A mulher, de trinta e seis anos, não nega ter matado Cora, de cinco anos, Dawson, de três, e Callan, de oito meses, no dia vinte e quatro de janeiro de dois mil e vinte e três. Sheila Cavanaugh, capelã do Brigham and Women’s Hospital, relatou que a primeira frase dita pela acusada após ser retirada da ventilação mecânica foi: “Estou tão feliz que meus filhos estão seguros”.
Segundo Cavanaugh, a acusada mencionou em outras conversas ouvir uma voz masculina persistente que afirmava que ela e os filhos não estariam seguros se não obedecesse à ordem.
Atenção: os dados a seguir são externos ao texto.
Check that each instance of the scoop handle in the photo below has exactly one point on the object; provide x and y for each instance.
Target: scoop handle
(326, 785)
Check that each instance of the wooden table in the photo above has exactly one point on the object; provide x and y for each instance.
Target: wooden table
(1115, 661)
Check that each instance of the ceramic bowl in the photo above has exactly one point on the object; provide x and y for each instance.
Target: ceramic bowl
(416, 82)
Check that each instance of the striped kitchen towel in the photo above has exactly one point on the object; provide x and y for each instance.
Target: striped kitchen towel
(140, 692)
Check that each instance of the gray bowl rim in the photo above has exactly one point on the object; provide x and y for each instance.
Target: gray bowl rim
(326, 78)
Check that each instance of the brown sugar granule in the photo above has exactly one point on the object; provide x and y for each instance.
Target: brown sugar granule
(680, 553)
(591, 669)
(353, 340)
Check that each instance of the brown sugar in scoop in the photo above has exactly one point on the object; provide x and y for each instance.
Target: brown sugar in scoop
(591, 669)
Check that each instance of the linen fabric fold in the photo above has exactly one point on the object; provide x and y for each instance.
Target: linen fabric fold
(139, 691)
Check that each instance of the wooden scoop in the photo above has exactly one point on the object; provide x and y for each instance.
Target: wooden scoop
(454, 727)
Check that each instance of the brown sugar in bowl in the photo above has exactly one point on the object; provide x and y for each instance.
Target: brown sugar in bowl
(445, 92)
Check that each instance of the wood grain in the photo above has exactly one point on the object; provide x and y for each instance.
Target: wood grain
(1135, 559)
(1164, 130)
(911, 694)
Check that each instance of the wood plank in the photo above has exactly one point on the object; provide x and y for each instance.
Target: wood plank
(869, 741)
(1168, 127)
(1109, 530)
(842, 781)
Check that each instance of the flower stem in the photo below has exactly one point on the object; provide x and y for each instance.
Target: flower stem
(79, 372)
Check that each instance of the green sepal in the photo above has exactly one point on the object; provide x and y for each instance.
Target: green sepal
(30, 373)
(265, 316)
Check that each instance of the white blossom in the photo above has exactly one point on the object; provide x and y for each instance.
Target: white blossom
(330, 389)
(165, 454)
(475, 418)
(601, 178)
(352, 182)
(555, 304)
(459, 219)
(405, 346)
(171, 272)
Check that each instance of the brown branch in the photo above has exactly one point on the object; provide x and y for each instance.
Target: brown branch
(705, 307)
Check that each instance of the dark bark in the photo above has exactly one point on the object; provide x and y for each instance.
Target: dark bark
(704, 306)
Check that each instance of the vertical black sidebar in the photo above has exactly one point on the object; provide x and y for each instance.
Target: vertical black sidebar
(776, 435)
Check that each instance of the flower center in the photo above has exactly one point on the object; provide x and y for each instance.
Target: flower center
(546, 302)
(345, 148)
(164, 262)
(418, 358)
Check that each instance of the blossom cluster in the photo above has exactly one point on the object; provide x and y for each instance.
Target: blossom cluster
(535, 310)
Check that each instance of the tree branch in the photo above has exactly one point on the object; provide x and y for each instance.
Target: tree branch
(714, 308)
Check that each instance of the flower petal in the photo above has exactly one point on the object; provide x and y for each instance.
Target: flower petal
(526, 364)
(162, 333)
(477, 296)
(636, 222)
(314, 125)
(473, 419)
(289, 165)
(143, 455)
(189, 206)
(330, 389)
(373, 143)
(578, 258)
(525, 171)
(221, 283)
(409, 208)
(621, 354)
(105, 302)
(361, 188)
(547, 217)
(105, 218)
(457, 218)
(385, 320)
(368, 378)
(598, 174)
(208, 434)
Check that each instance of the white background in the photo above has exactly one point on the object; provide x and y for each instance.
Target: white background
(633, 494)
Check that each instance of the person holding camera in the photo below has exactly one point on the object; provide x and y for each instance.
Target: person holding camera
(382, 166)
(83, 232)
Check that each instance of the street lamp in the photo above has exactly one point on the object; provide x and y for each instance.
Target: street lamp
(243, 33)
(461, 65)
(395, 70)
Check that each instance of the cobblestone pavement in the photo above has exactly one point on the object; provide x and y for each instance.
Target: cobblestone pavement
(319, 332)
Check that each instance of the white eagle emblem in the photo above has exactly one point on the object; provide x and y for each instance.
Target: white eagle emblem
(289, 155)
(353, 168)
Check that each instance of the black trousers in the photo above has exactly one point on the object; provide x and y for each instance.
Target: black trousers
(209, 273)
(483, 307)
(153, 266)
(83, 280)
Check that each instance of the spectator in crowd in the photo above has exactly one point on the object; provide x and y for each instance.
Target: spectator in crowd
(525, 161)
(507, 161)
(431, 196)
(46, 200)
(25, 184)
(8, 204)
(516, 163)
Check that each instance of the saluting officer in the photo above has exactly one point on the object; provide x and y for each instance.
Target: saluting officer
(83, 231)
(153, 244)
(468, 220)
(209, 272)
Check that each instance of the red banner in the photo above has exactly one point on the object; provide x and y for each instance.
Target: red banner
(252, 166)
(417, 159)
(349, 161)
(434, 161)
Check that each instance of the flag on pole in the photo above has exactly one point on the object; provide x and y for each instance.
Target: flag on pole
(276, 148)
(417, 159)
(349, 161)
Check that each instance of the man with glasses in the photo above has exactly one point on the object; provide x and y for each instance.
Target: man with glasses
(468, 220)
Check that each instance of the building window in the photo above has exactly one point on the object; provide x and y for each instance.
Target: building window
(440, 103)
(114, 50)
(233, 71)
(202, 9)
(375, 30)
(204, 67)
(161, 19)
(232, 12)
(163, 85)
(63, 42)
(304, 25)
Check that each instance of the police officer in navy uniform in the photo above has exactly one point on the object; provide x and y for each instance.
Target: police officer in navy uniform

O psicólogo forense Paul Zeizel também confirmou que a acusada relatou ter ouvido essa voz ordenando que ela matasse os filhos e, depois, a si mesma.
Zeizel avaliou que a mulher não tinha consciência da ilicitude dos atos. Ele informou que a acusada apresentava sintomas de depressão e entorpecimento emocional nos meses anteriores aos crimes. A promotoria sustenta, contudo, que os assassinatos foram planejados, citando passeios em família realizados pouco antes das mortes.